Fighting back against phishing

First, the good news: e-businesses have moved quickly to combat phishers, consumers are learning to be more discerning, and vendors are stepping up with anti-phish tools and services.

Now the bad news: Phishing exploits continue to increase at an alarming rate. There were only 198 phish sites in January 2004; there were 2,625 in February 2005, according to the Anti-Phishing Working Group. The number of unique phish e-mails hit a whopping 13,141 in February, and Symantec reports that its Brightmail spam filters blocked an average of 33 million phishing attempts per week in December, up from an average of 9 million in July.

But the sheer volume of phish attacks is only part of the problem. Phishers have become more sophisticated, using "phishing without a lure'' techniques, such as pharming, spear phishing, Google phishing and Wi-phishing, to reel into customer account information without the customer ever entering personal account information on a fake Web site.

In fact, Symantec says hackers seem to be shifting their focus from taking down Web sites to gaining access to confidential information. Between July and December, malicious code created to expose confidential data represented 54 percent of the top 50 malicious code samples Symantec received, up from 44 percent in the first half of 2004 and 36 percent in the second half of 2003.

And phishers are expanding their list of targets beyond major banks to a seemingly unlimited number of smaller financial institutions and other e-commerce sites. "There is a cyclical pattern,'' says Mark Schull, president and CEO of online fraud fighting company MarkMonitor. Phishers hit Bank A. Bank A fights back. Phishers move on to Bank B, but then, armed with ever more sophisticated tools, circle around and hit Bank A again a few months later.

Even though experts say a smaller percentage of consumers is falling for phishes these days, the dollar damage from online bank fraud is significant. A recent survey by the Ponemon Institute said that 2 percent of people surveyed had lost money, and the study estimated that consumers lost US$500 million to phishers in 2004. Even more troubling, the survey of 1,335 people reported that 70 percent of respondents had visited a fake site, and 15 percent said they had parted with private data.

Even more troubling for online merchants is the psychological impact. In a study of 655 consumers by fraud prevention service Cyota, more than half said they were afraid to do online commerce because of phishing concerns. And a Symantec study showed that nearly one-third of respondents said they would not do online banking because of phish fears.

"If you're a financial institution who sees that e-banking is critical to revenue growth, and you hear that 31.5 percent of your prospective online customers won't use e-banking, you've got to take some steps to change that,'' says Kim Legelis, director of banking and financial services solutions at Symantec.

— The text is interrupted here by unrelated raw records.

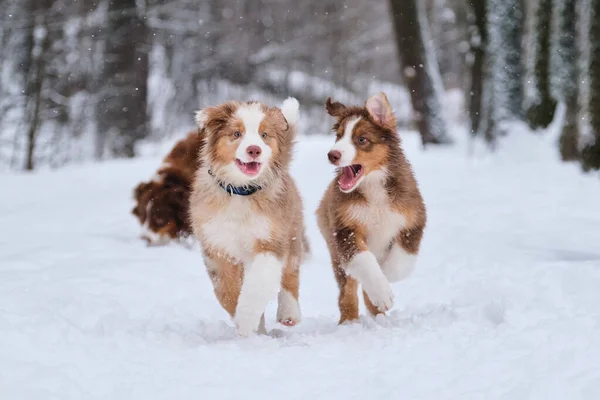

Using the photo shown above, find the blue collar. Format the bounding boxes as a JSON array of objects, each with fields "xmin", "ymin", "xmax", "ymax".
[
  {"xmin": 219, "ymin": 181, "xmax": 262, "ymax": 196},
  {"xmin": 208, "ymin": 168, "xmax": 262, "ymax": 196}
]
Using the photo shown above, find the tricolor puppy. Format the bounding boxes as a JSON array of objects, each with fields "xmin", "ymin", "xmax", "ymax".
[
  {"xmin": 190, "ymin": 98, "xmax": 308, "ymax": 336},
  {"xmin": 131, "ymin": 132, "xmax": 202, "ymax": 246},
  {"xmin": 317, "ymin": 93, "xmax": 426, "ymax": 323}
]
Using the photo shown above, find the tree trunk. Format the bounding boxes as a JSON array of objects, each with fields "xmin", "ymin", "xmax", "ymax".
[
  {"xmin": 97, "ymin": 0, "xmax": 149, "ymax": 157},
  {"xmin": 554, "ymin": 0, "xmax": 580, "ymax": 161},
  {"xmin": 581, "ymin": 0, "xmax": 600, "ymax": 171},
  {"xmin": 527, "ymin": 0, "xmax": 556, "ymax": 129},
  {"xmin": 390, "ymin": 0, "xmax": 451, "ymax": 146},
  {"xmin": 468, "ymin": 0, "xmax": 488, "ymax": 136},
  {"xmin": 25, "ymin": 0, "xmax": 51, "ymax": 171},
  {"xmin": 486, "ymin": 0, "xmax": 523, "ymax": 137}
]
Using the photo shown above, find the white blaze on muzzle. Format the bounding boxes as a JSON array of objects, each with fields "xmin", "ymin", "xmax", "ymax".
[
  {"xmin": 235, "ymin": 104, "xmax": 272, "ymax": 163},
  {"xmin": 331, "ymin": 117, "xmax": 360, "ymax": 167}
]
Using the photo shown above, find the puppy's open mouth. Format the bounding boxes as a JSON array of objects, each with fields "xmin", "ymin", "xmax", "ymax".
[
  {"xmin": 235, "ymin": 159, "xmax": 262, "ymax": 176},
  {"xmin": 338, "ymin": 164, "xmax": 364, "ymax": 192}
]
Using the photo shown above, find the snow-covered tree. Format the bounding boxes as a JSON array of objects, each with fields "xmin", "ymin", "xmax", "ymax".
[
  {"xmin": 390, "ymin": 0, "xmax": 451, "ymax": 145},
  {"xmin": 486, "ymin": 0, "xmax": 524, "ymax": 137},
  {"xmin": 97, "ymin": 0, "xmax": 149, "ymax": 157},
  {"xmin": 526, "ymin": 0, "xmax": 556, "ymax": 129},
  {"xmin": 467, "ymin": 0, "xmax": 488, "ymax": 135},
  {"xmin": 581, "ymin": 0, "xmax": 600, "ymax": 171},
  {"xmin": 552, "ymin": 0, "xmax": 580, "ymax": 161}
]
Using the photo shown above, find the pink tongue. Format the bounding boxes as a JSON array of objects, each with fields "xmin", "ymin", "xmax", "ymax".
[{"xmin": 340, "ymin": 167, "xmax": 354, "ymax": 189}]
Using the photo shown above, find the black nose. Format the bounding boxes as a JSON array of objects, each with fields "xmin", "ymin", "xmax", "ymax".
[{"xmin": 327, "ymin": 150, "xmax": 342, "ymax": 164}]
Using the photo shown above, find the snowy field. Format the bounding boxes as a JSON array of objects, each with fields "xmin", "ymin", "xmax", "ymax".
[{"xmin": 0, "ymin": 126, "xmax": 600, "ymax": 400}]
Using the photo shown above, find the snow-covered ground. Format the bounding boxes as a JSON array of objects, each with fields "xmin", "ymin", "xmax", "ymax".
[{"xmin": 0, "ymin": 126, "xmax": 600, "ymax": 400}]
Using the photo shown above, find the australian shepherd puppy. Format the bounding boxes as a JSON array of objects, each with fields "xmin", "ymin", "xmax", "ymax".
[
  {"xmin": 190, "ymin": 98, "xmax": 308, "ymax": 336},
  {"xmin": 131, "ymin": 132, "xmax": 202, "ymax": 246},
  {"xmin": 317, "ymin": 93, "xmax": 426, "ymax": 323}
]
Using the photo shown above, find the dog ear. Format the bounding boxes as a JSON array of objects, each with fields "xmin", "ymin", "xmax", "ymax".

"Phishing has been pretty top of mind for me over the past eight months,'' says Brad Nightengale, vice president of emerging products at Visa. He says Visa has been hit with its "fair share of phishing attacks'' and has responded in a number of ways, including the creation of a phishing e-mail box where customers can send phishes to be analyzed. Visa has joined an anti-phish reporting network. And it has aggressively moved against phish sites by contacting the ISP used by the phisher and getting the site shut down - often within three hours of detection.

Nightengale says that while Visa believes it has phishing "well under control'' in terms of actual consumer fraud, there is the larger worry. "One of the reasons we're so concerned is that we believe consumers may perceive the online environment as exceedingly risky," he says. And that perception could curb online spending, even though studies have shown that the vast majority of identity theft occurs offline, he says.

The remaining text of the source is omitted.